Both Parties Play the Wall Street Card, Sometimes From the Bottom of the Deck (NYT)
The anger over TARP is so fierce that at least seven first-term House Democrats — Kathy Dahlkemper of Pennsylvania, Mary Jo Kilroy of Ohio, Frank Kratovil Jr. of Maryland, Betsy Markey of Colorado, Glenn Nye of Virginia, Mark Schauer of Michigan and Dina Titus of Nevada — have claimed in ads that they voted against bailing out Wall Street, even though they did not take office until January 2009. That was nearly three months after President Bush signed the bailout legislation into law...“Anger at Wall Street is the highest since the early and mid-1930s,” said Charles R. Geisst, a finance professor at Manhattan College and an authority on the history of Wall Street. “That anger remained until the 1950s, when the postwar prosperity set in.”
BofA Tries To Untangle Mortgage Files (WSJ)
More than 85% of the bank's 1.3 million mortgage customers now at least 60 days behind on their payments got their loans through Countrywide. The $4 billion deal also saddled Bank of America with technology problems, paperwork glitches and cultural tension. The servicing unit now has its fourth leader in roughly two years.
No Halloween At Hedge Fund Haven (Dealbook)
The stiffs in Paul Tudor Jones' Belle Haven community made him cancel is annual Halloween party this year. The Christmas Extravaganza is presumably still on.
Risk Appetite Increasing: Investors Back in Stocks (FT)
Last week, $2.7 billion flowed into US equity funds and $840 million into European funds, according to EPFR, a data provider. Separate data from the Investment Company Institute showed net flows of cash into equities in the past two weeks for the first time in six months. “Investors are maybe reaching a tipping point,” said Brad Durham, EPFR’s managing director. “They are feeling perhaps that enough is enough with the bond flows and are starting to take on a bit more exposure to risk.”
Goldman Sachs Losing Edge in Fixed-Income Trading as Risk Falls (Bloomberg)
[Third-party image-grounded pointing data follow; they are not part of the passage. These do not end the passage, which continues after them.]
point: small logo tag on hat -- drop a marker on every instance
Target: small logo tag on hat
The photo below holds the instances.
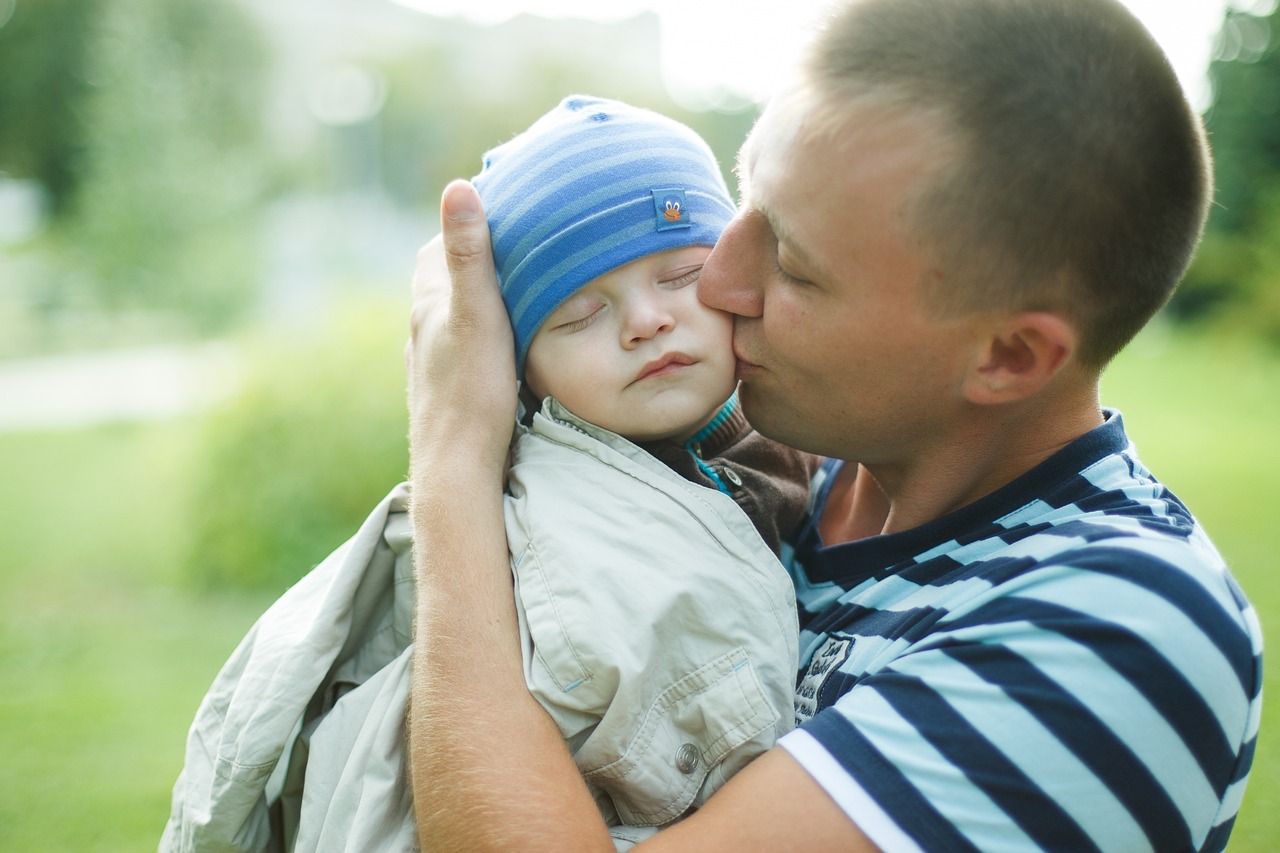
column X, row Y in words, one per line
column 668, row 209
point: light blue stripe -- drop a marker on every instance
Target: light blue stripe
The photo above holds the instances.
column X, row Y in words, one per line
column 544, row 215
column 955, row 799
column 1119, row 705
column 517, row 199
column 1038, row 753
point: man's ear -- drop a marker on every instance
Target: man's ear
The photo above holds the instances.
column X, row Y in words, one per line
column 1019, row 357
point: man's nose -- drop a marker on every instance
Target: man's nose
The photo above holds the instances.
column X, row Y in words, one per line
column 730, row 278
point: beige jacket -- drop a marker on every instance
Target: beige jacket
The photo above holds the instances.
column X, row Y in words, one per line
column 658, row 630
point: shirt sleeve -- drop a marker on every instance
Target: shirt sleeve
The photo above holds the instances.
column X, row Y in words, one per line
column 1068, row 707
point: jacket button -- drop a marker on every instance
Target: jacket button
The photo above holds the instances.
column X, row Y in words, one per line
column 686, row 758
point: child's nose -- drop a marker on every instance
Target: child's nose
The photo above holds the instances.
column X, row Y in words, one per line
column 647, row 318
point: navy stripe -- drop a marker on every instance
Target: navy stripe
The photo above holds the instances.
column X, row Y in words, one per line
column 886, row 784
column 1138, row 662
column 983, row 763
column 1082, row 733
column 1217, row 838
column 1183, row 592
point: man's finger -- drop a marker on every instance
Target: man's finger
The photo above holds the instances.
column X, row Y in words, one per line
column 466, row 241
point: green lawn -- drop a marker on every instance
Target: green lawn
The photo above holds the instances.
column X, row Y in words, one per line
column 105, row 652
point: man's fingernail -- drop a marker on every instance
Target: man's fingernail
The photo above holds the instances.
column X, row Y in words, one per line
column 461, row 203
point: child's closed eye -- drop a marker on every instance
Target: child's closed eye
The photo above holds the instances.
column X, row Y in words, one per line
column 682, row 279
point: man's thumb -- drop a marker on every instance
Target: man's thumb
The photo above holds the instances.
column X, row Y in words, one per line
column 465, row 231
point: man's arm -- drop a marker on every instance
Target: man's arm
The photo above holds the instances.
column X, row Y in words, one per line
column 490, row 770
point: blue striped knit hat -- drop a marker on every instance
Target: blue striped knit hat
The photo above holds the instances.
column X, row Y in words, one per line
column 589, row 187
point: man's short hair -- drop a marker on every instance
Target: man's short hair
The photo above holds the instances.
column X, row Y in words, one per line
column 1082, row 177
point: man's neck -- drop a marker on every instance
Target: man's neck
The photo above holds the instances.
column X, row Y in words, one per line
column 987, row 455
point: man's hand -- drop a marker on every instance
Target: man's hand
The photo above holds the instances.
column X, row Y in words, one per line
column 460, row 356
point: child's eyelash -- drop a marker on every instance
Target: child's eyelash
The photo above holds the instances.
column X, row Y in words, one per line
column 581, row 323
column 688, row 278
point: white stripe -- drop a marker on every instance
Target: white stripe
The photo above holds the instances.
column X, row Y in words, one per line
column 937, row 779
column 853, row 798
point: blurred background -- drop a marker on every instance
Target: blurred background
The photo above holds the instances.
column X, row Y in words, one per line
column 208, row 220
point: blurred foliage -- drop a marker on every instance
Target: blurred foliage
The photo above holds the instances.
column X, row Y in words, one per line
column 288, row 468
column 174, row 163
column 42, row 53
column 1235, row 277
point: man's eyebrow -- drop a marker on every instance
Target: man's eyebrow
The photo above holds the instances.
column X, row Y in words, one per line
column 749, row 201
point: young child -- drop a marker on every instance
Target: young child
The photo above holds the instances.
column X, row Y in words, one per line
column 643, row 518
column 634, row 574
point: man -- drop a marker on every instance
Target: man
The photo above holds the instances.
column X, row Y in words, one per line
column 1013, row 637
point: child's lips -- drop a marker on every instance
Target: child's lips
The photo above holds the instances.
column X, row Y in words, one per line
column 666, row 365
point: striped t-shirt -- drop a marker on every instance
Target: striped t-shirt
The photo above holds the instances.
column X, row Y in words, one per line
column 1065, row 665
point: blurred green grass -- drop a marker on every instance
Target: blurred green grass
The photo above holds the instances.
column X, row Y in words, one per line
column 106, row 649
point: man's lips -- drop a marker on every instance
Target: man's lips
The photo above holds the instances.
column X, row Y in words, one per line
column 667, row 364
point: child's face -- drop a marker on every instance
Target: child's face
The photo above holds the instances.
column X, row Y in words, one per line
column 636, row 352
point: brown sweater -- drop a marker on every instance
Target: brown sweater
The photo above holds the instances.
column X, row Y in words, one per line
column 767, row 479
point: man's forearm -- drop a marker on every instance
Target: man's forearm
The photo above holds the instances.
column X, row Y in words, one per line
column 490, row 770
column 484, row 753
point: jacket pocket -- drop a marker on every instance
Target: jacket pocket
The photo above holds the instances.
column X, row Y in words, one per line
column 695, row 724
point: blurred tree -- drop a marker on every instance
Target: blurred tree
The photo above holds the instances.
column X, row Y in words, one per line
column 288, row 468
column 1237, row 272
column 173, row 164
column 42, row 51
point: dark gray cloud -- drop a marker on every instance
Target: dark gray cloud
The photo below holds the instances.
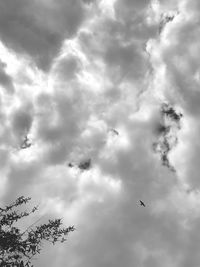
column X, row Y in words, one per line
column 5, row 79
column 100, row 109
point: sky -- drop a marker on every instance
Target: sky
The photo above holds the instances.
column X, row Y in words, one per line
column 100, row 108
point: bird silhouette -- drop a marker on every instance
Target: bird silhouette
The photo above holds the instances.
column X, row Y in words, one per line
column 142, row 203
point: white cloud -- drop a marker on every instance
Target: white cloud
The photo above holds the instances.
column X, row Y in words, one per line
column 85, row 82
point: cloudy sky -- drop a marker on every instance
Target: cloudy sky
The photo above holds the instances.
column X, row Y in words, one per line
column 99, row 108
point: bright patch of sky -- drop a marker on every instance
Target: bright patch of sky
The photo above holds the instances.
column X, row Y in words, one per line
column 99, row 108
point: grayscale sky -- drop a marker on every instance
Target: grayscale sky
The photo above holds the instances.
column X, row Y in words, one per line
column 111, row 87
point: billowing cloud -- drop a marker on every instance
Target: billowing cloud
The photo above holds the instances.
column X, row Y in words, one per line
column 100, row 109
The company’s share of fixed-income trading revenue at eight of the largest U.S. and European banks slipped to 19 percent in the third quarter from a peak of 29 percent in the last three months of 2009.. The gap between industry leader Goldman Sachs and its nearest rival narrowed to $239 million in the quarter, the smallest amount since confidence in credit markets collapsed.
Man Group Sells AHL Fund to Retail Investors in Singapore (Bloomberg)
The firm is for the first time marketing to individual investors in Singapore a fund which uses computer programs to identify trades in futures markets. Singapore investors can put a minimum of S$20,000 ($15,503) in Man AHL Trend, said the London-based manager, which completed its acquisition of GLG Partners Inc. in October. AHL and other managed futures trading programs profited in 2008 as commodities such as crude oil rallied to records, and then collapsed.
Drug experts say alcohol worse than crack or heroin (Reuters)
And: Ecstasy is only an eighth as harmful as alcohol, according to the scientists' analysis.
Big Firms Seek Shields Against Whistleblowers (NYP)
In a move critics say runs afoul of whistleblower protections established under the Sarbanes-Oxley Act of 2002, corporations and their legal advisers are asking the SEC to force employees with suspicions of wrongdoing to go through internal channels before taking their complaints to a higher authority.
A Big Republican Win Could Be Bad News for Europe (AP)
A big Republican win in Tuesday's U.S. congressional elections could jolt U.S. relations with Europe by affecting issues such as arms control, climate change and relations with Turkey.